Все эти соображения, решения и оттяжки совершенно изнурили меня. Меня мучила не только сама печка, но и то, что она была предметом разговоров, забот, планов и предположений всех преподавателей, директора, сторожей и, я уверен, учеников: ребята всегда все знают о нашей внешкольной жизни. Да и сейчас, когда вся эта пустяковая история с печкой давно позади, я сам чувствую, что повествую об этом не с легкостью изложения забавного случая, а с волнением и серьезностью, каких это дело, конечно, недостойно. Но спросите у любого, особенно у женщины-хозяйки, пользующейся печным отоплением, что такое дурная печь в ежедневной жизни человека, как это влияет на настроение, как отражается на работоспособности, — вам скажут, что от плохой печки можно в короткий срок постареть. А я именно смотрел на все злоключения с этой печью глазами моей жены Лели, городской, неопытной в трудном быту молодой женщины-матери, которой предстояло жить со мной в этой квартире.
В то утро, когда я проснулся ранее обычного от света, который вступал в окна от снега, выпавшего ночью, мне пришла как бы вместе с этим светом ясная, простая и, казалось, надежнейшая мысль.
Я вспомнил райвоенкома, майора, с которым познакомился и разговорился, когда приходил к нему, чтобы встать на учет как офицер запаса. Пойду, дурак, к нему, он мне поможет: стоит посмотреть по картотеке, у кого из военнообязанных в графе «специальность» указано «печник», — вот и печник.
Майор принял меня в своем крошечном, как чулан, кабинетике, с тремя бревенчатыми и четвертой тесовой стенкой, отделявшей его от общей большой комнаты с деревянным барьером.
Простецкое озабоченное лицо майора с морщинами на лбу, которые подкатывались от бровей к густым темным волосам, делали его лоб низким и придавали как бы свирепое выражение, лицо это участливо вытянулось.
— Как вам сказать… — заговорил он, закуривая сигаретку. — Печник — такая профессия, что ее не всегда указывают. Сапожник, кузнец — это другое дело. А печник, — вдруг улыбнулся он, обнажая свои большие прокуренные зубы с широким краем верхних десен, — каждый солдат — сам себе печник. Сейчас посмотрим.

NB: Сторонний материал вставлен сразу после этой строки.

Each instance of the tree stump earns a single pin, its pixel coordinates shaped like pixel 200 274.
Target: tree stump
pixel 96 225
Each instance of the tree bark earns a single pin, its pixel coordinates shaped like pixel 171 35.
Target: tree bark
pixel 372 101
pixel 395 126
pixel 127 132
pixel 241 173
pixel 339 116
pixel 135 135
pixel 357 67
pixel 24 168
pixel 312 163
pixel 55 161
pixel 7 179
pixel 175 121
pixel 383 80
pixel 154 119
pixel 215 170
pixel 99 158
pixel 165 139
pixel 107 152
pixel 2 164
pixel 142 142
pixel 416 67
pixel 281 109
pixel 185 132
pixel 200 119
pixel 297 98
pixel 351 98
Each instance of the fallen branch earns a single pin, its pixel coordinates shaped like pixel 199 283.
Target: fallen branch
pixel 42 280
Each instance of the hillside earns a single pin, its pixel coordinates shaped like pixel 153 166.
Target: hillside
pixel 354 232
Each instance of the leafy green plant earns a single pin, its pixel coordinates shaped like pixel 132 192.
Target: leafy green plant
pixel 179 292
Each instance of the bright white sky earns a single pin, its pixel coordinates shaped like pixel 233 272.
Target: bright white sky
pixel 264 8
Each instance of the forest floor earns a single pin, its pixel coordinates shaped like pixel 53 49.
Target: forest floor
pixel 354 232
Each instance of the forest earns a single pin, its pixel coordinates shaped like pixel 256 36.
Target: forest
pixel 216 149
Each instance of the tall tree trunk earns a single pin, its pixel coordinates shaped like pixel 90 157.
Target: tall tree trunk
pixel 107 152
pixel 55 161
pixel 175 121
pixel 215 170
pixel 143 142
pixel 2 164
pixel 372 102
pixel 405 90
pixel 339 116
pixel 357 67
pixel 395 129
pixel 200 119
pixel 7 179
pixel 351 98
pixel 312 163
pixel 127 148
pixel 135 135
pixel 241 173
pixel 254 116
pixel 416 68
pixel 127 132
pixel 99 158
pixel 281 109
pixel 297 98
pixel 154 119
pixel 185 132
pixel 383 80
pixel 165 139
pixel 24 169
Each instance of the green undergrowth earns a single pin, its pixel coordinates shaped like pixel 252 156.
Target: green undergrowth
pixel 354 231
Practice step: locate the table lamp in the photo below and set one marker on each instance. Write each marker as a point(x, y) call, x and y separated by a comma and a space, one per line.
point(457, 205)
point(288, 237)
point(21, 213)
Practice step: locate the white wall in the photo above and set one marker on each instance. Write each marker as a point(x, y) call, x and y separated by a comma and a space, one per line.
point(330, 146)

Оказалось, есть печники, но один из них инвалид, без руки, другой живет в самом далеком углу района, третий работает председателем большого колхоза — нечего и обращаться, четвертый — двадцать шестого года рождения; это и майор сказал, что печник должен быть постарше. Были и другие кандидатуры, отклоненные нами по тем или иным мотивам.
— Вы вот что, — посоветовал мне майор под конец, уже будучи в курсе всей моей истории, — вы сходите лично сами к этому магу и кудеснику, к Егору этому. Я тоже слышал, что мастер редкий. Сходите, поговорите. А не выйдет — давайте сюда, что-нибудь придумаем, — улыбнулся он опять своей большезубой улыбкой, исподволь прикрывая рот рукой, как это делают люди с потерянными спереди зубами, особенно женщины.
Это последнее его предложение при всей участливости майора прозвучало для меня как слово простой, ни к чему не обязывающей вежливости.
На другой день я направился к Егору Яковлевичу по грязной, скользкой обочине шоссе, вдоль которого располагается поселок. Снег, выпавший на незамерзшую землю, держался только в садиках и палисадничках, где не было ходьбы.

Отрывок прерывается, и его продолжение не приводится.